Pendant ce temps, les propriétaires de magasins et les commerçants des quartiers centraux de la capitale ont également signalé des incidents de pillage et de destruction.
« Les commerçants disent que leurs magasins et leurs marchés ont été pillés et complètement détruits par RSF », a déclaré Morgan.
« Les habitants disent que ces retombées des combats – pillages et agressions – ne se termineront pas de sitôt, même si les combats cessent », a-t-elle ajouté.

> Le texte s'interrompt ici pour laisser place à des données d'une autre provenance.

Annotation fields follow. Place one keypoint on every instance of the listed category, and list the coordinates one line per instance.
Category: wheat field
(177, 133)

Les dernières violences sont survenues après que plus de 120 civils ont déjà été tués lors d’une répression des manifestations régulières en faveur de la démocratie au cours des 18 derniers mois.
Les deux généraux se sont positionnés en sauveurs du Soudan et en gardiens de la démocratie, dans un pays qui n’a connu que de brefs intermèdes démocratiques.
La flambée de violence de samedi est le point culminant de profondes divisions entre l’armée et les RSF, créées en 2013 par le dirigeant de longue date Omar el-Béchir.
Al-Burhan et Hemedti ont renversé al-Bashir ensemble en avril 2019 à la suite de manifestations de masse contre ses trois décennies de règne d’une poigne de fer.
En octobre 2021, le couple a mené un coup d’État militaire contre le gouvernement civil, qui a été installé après le renversement d’al-Bashir, faisant dérailler une transition soutenue par la communauté internationale.